It would be fair to say that National Storage REIT (ASX: NSR) has been one of the most successful IPOs over the past two years. Since listing just over 18 months ago, the share price has climbed by more than 70% and significantly outperformed the broader market.
Investors can sometimes lump REITs into one homogeneous basket, but National Storage is different. For investors that might be unfamiliar with National Storage, here is a quick summary of its operations:
Background
National Storage is Australia's first listed self-storage REIT with a market capitalisation of $569 million. It provides services including self-storage, business storage, vehicle storage and hire, wine storage and packaging.
National Storage operates 82 centres across Australia and five soon to be acquired centres in New Zealand. Most of the centres are located in high population density areas that have a high demand for storage services. Around 70% of revenues are earned from residential customers with the other 30% from business customers.
Growth Strategy
The self-storage industry is highly fragmented with the top three brands accounting for only 25% of the market share. As the chart below shows, National Storage owns and operates the most number of centres with Kennards slightly behind. The remainder of operators own very few centres and this has presented an opportunity for National Storage to implement an aggressive acquisition strategy.
Source: Company Presentation (Pre New Zealand Acquisitions)
The company has been rapidly expanding the number of centres it operates primarily by consolidation of smaller operators. Since its IPO listing in December 2013, National Storage has increased the number of centres it owns by 37% to 87 centres. It also has identified over $120 million of possible investment opportunities with $60 million of these currently under review.
The company recently announced an expansion into the New Zealand market via the acquisition of five self-storage centres. The New Zealand market is similar to Australia's in that it is also highly fragmented with no dominant operator. The portfolio will cost around $20.5 million (AUD) and management has stated that the acquisition will be earnings accretive immediately with the potential for further upside.

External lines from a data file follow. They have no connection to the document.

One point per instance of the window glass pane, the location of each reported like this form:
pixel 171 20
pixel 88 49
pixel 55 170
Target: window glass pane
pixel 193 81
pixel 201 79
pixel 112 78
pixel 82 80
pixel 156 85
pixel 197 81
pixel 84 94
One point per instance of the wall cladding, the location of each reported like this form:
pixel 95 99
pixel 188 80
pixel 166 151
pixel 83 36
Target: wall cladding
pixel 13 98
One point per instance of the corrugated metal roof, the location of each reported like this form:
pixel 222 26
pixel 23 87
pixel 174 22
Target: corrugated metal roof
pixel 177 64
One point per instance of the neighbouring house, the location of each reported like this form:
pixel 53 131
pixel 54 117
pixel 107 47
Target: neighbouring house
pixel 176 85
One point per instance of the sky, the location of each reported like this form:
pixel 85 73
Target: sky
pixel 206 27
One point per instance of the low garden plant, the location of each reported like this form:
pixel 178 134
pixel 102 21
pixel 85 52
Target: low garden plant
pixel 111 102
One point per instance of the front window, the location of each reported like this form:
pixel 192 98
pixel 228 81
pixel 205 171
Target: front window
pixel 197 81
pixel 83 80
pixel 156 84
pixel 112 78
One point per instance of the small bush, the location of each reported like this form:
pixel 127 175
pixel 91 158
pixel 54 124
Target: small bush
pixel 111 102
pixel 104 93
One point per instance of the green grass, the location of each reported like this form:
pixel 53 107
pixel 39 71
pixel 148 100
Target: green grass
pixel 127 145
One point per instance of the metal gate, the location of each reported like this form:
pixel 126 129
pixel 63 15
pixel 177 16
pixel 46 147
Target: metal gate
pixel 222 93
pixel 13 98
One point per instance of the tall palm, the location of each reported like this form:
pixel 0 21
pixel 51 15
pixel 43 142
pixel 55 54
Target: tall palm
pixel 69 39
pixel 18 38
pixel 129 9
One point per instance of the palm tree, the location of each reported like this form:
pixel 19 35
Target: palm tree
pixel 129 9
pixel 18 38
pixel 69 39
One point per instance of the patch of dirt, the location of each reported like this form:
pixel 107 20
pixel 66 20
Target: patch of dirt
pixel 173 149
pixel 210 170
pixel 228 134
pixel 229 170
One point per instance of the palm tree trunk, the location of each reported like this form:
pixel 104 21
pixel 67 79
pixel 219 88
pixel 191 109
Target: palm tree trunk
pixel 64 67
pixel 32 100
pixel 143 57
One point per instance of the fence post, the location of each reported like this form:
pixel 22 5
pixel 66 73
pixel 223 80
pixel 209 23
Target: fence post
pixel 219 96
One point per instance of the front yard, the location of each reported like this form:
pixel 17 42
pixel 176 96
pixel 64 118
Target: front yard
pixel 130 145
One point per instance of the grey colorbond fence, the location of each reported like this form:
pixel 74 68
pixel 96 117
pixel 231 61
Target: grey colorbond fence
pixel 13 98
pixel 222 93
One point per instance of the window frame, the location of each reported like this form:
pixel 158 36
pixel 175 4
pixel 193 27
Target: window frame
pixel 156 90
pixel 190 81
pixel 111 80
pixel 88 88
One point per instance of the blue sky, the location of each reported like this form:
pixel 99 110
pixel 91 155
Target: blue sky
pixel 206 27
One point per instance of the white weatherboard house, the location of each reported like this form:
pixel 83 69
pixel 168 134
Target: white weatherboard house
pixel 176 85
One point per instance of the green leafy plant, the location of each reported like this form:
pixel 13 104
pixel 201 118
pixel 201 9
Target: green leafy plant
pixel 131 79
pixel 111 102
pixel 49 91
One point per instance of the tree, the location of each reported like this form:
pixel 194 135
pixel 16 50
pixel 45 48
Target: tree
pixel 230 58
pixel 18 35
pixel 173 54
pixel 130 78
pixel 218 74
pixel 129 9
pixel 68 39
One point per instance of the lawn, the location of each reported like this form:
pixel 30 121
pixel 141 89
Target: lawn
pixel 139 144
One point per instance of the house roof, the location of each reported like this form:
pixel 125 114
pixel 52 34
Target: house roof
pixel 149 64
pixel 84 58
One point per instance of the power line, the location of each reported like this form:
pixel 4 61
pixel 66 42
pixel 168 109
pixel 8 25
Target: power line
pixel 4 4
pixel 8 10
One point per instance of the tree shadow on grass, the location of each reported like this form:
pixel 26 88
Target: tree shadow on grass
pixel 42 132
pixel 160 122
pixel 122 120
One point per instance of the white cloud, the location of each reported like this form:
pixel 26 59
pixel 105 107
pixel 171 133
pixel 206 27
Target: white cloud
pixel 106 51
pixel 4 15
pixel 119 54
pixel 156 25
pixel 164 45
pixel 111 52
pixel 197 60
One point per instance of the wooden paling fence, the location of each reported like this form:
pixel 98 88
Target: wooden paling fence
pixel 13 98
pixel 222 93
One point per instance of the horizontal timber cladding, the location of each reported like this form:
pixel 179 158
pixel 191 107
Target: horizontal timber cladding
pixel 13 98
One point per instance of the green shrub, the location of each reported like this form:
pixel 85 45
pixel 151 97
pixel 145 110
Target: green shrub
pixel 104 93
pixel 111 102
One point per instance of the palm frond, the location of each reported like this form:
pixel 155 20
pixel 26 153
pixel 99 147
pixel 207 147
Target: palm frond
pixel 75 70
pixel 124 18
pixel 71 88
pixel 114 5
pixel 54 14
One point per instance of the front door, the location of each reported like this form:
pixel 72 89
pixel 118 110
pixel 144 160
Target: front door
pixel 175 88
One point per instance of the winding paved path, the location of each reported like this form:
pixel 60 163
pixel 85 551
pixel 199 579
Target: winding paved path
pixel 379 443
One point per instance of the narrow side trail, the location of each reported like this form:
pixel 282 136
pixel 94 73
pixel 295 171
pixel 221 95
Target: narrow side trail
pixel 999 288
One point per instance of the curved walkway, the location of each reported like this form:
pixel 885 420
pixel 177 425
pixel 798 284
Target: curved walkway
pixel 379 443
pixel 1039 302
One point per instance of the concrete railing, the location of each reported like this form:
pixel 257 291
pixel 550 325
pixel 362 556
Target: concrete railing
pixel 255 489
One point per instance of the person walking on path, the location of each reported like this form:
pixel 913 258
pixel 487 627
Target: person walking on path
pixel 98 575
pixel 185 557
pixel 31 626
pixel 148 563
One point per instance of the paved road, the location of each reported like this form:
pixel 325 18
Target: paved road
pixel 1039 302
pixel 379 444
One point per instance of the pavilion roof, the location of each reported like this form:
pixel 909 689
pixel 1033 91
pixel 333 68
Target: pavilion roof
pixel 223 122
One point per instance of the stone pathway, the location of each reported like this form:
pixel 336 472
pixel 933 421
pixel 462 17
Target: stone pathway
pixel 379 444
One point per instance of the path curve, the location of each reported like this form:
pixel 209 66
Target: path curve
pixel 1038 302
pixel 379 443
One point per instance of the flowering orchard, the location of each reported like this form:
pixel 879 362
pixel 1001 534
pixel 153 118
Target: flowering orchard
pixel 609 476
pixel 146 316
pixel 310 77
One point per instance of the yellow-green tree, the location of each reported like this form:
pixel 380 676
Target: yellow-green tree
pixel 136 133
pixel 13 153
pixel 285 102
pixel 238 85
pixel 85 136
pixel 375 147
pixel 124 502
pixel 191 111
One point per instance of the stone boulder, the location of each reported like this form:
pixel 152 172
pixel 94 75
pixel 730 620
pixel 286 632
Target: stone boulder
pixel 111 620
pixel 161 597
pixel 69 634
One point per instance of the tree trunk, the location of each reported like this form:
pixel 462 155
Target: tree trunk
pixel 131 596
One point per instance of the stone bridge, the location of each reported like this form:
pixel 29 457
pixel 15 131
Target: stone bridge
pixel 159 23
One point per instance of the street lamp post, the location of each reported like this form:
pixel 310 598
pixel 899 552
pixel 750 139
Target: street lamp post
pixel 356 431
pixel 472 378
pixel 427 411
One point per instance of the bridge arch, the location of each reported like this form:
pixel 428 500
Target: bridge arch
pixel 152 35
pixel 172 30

Investors need to be aware that National Storage's acquisition strategy will be the major source of growth over the long term as the nature of the industry means organic growth will be limited. There will come a point where cost-cutting becomes insignificant and increasing prices might reduce occupancy rates as higher prices become less attractive to customers. Unless the physical amount of storage space is increased, additional revenue will be difficult to generate.

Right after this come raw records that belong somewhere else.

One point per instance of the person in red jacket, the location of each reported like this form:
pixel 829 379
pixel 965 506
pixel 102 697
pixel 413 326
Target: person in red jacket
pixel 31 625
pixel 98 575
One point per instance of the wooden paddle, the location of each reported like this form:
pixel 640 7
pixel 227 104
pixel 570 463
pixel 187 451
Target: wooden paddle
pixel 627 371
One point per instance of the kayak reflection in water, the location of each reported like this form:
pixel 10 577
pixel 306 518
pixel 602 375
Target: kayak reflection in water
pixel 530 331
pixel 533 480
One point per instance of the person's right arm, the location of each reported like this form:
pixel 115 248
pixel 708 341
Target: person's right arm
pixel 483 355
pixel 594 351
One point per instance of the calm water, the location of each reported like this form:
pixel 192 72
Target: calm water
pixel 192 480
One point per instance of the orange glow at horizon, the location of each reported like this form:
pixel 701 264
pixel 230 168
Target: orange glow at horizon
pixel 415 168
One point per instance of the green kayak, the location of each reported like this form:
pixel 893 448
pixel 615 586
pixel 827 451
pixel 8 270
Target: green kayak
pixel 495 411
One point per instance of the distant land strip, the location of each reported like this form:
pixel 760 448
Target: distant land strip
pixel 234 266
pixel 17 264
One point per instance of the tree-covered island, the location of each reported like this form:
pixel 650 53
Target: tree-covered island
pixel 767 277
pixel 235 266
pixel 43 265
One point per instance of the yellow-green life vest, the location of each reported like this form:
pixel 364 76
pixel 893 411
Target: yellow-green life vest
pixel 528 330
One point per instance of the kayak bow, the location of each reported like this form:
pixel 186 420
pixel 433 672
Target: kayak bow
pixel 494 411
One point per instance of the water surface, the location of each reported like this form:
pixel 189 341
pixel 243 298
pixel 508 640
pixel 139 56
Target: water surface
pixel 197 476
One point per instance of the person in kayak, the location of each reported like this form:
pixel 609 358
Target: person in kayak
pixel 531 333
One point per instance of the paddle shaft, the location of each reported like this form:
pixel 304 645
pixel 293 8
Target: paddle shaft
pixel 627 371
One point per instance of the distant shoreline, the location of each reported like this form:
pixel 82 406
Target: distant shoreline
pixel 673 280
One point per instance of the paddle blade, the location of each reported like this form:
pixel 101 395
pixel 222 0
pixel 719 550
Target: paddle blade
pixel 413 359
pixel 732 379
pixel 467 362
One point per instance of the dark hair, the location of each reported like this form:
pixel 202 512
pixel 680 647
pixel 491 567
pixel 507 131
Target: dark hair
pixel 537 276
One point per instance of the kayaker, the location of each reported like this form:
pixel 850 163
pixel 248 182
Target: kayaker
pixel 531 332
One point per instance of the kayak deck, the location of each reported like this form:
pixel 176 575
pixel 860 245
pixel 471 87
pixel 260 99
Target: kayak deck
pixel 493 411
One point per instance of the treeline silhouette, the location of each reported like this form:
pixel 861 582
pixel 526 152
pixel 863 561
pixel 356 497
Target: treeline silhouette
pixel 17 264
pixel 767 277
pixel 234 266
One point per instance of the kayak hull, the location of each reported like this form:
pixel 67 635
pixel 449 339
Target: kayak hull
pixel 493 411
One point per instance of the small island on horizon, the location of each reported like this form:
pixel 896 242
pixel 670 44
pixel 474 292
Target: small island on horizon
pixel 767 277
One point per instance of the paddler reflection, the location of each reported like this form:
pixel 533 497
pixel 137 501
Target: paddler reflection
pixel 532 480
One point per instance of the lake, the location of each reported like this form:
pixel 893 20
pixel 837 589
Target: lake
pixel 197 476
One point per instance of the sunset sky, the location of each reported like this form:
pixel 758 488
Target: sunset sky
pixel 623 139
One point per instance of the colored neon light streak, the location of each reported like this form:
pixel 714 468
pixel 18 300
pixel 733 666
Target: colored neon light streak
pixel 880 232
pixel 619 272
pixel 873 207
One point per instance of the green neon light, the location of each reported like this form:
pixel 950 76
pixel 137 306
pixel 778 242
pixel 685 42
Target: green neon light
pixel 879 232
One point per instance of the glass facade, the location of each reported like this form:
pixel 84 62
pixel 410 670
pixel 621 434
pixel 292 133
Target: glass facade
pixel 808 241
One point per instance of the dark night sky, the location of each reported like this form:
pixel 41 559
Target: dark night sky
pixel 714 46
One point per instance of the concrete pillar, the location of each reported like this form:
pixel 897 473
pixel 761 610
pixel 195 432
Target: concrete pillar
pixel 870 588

Debt and Capital Management
The majority of new acquisitions since the IPO have been funded by debt and gearing levels were becoming a concern. In March 2015, National Storage announced a $57.5 million dollar institutional only placement that it would use to reduce its existing debt and provide more flexibility to fund new acquisitions.
The company has been able to reduce its gearing from 35% to 23% post the capital raising and although this has resulted in around 10% dilution to retail shareholders, the broader market has seen this as a positive move with the share price maintaining its upward trend.
Valuation and Outlook
Management has provided underlying earnings guidance of 8.2 cents per security for FY15. At the current share price, National Storage is trading on a price-to-earnings ratio of around 20.7. Investors can also expect to receive an unfranked dividend of around 4.5%.

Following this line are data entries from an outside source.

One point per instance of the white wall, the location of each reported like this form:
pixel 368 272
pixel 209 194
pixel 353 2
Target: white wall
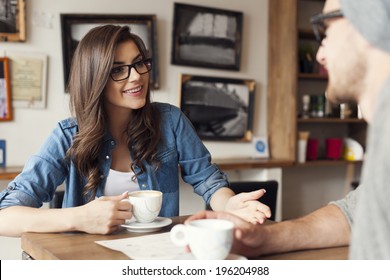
pixel 30 127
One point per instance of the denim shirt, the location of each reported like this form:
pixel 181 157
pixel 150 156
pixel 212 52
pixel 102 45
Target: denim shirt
pixel 179 146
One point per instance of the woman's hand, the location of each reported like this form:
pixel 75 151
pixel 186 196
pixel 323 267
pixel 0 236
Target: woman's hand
pixel 247 206
pixel 105 214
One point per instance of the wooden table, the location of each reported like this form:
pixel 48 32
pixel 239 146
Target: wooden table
pixel 82 246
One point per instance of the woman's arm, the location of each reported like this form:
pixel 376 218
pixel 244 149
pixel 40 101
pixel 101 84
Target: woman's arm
pixel 101 216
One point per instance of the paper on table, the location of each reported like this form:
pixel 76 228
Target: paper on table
pixel 148 247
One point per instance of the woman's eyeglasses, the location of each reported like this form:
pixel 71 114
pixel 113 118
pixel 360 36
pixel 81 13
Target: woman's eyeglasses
pixel 319 24
pixel 122 72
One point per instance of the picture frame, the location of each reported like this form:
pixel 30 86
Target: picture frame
pixel 5 91
pixel 220 109
pixel 28 79
pixel 13 23
pixel 206 37
pixel 75 26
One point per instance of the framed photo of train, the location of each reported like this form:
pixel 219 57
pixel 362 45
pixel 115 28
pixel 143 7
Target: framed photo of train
pixel 206 37
pixel 220 109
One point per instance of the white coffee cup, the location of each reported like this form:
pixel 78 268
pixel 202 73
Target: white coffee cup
pixel 208 239
pixel 146 205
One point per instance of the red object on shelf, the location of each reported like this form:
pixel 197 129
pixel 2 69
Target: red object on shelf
pixel 334 148
pixel 312 149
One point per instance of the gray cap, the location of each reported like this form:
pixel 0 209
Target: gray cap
pixel 371 18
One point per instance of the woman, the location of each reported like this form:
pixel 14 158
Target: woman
pixel 118 141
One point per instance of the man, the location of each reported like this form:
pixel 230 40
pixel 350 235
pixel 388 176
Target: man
pixel 357 56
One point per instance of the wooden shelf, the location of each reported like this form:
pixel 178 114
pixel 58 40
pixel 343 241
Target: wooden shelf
pixel 325 162
pixel 312 76
pixel 306 34
pixel 9 173
pixel 331 120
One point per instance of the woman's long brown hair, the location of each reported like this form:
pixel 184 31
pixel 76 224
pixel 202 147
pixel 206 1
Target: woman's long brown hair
pixel 91 65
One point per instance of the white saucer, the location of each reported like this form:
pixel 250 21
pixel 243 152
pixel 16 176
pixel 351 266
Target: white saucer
pixel 134 226
pixel 190 256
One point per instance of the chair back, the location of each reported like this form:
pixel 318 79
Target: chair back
pixel 269 198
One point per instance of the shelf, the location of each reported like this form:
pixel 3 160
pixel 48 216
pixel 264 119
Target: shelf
pixel 306 34
pixel 248 163
pixel 331 120
pixel 312 76
pixel 9 173
pixel 325 162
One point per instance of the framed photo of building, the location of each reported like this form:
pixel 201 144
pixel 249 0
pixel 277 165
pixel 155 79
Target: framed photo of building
pixel 12 20
pixel 206 37
pixel 219 108
pixel 5 91
pixel 75 26
pixel 28 79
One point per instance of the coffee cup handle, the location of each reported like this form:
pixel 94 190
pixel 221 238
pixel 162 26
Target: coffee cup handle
pixel 178 235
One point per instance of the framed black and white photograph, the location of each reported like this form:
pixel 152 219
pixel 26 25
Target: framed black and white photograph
pixel 5 91
pixel 28 79
pixel 219 108
pixel 75 26
pixel 206 37
pixel 12 20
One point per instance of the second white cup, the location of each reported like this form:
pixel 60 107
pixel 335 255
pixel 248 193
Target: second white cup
pixel 208 239
pixel 146 205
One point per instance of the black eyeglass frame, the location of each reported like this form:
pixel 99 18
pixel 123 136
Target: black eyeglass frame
pixel 147 62
pixel 318 22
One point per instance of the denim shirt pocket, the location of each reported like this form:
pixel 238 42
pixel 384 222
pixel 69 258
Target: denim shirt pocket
pixel 167 174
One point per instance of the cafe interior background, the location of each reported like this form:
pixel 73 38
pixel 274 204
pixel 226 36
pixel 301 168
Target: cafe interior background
pixel 301 190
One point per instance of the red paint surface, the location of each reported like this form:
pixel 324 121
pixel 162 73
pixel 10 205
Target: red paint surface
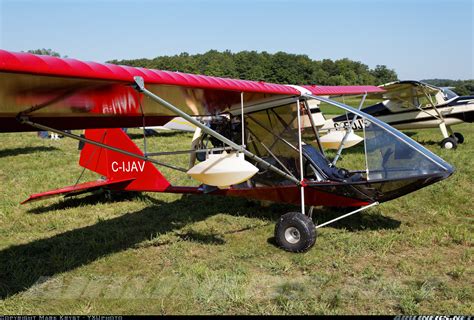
pixel 118 166
pixel 87 186
pixel 53 66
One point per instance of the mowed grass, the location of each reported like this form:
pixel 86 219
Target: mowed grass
pixel 172 254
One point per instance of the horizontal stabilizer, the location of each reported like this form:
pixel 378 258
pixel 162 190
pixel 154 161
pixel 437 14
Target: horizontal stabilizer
pixel 79 188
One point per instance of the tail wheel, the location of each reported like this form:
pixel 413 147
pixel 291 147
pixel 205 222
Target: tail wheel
pixel 295 232
pixel 459 137
pixel 449 143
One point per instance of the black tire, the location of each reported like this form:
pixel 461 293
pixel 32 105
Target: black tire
pixel 449 143
pixel 459 137
pixel 295 232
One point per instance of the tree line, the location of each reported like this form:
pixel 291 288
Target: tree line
pixel 279 67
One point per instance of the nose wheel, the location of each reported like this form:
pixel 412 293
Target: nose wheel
pixel 459 137
pixel 449 143
pixel 295 232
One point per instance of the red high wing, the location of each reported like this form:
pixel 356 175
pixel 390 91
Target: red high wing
pixel 72 94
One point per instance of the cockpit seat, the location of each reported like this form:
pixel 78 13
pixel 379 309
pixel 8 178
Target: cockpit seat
pixel 322 163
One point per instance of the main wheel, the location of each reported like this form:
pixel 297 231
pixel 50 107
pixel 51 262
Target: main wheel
pixel 295 232
pixel 459 137
pixel 449 143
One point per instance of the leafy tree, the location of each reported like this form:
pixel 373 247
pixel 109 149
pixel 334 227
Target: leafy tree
pixel 280 67
pixel 383 74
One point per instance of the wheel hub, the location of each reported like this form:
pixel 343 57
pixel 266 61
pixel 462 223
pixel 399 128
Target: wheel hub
pixel 292 235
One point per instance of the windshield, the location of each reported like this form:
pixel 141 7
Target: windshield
pixel 383 154
pixel 449 94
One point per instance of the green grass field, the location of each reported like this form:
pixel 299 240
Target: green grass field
pixel 172 254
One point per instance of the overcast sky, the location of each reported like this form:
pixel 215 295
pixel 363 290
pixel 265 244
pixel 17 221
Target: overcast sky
pixel 420 39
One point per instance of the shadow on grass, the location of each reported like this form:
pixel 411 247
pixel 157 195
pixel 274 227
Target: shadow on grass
pixel 365 220
pixel 22 265
pixel 25 150
pixel 91 199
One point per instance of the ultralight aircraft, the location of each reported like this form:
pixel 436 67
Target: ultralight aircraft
pixel 249 141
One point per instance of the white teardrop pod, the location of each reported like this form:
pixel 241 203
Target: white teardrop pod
pixel 333 139
pixel 223 169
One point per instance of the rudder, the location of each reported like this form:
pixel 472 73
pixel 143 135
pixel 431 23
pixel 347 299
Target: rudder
pixel 118 166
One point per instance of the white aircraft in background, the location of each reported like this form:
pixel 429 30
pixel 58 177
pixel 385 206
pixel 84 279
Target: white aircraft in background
pixel 406 105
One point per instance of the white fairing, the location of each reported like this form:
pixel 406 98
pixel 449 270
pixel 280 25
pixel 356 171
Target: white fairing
pixel 177 123
pixel 223 170
pixel 333 139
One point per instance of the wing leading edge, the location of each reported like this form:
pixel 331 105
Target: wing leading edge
pixel 72 94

Interestingly for investors, the current net asset value (NAV) per security is around $1.10. With the share price currently around $1.70, the market is clearly pricing in a premium for strong growth and confidence in the brand.
Foolish takeaway
National Storage has proven it can grow successfully through careful acquisitions and the industry dynamics appear favourable for further consolidation.
Investors, however, also need to be aware of the risks of further capital raisings and increasing debt levels to fund further acquisitions.
With these points in mind, the shares appear fully valued at the moment and I would wait for the share price to fall below $1.30 before buying any shares in National Storage.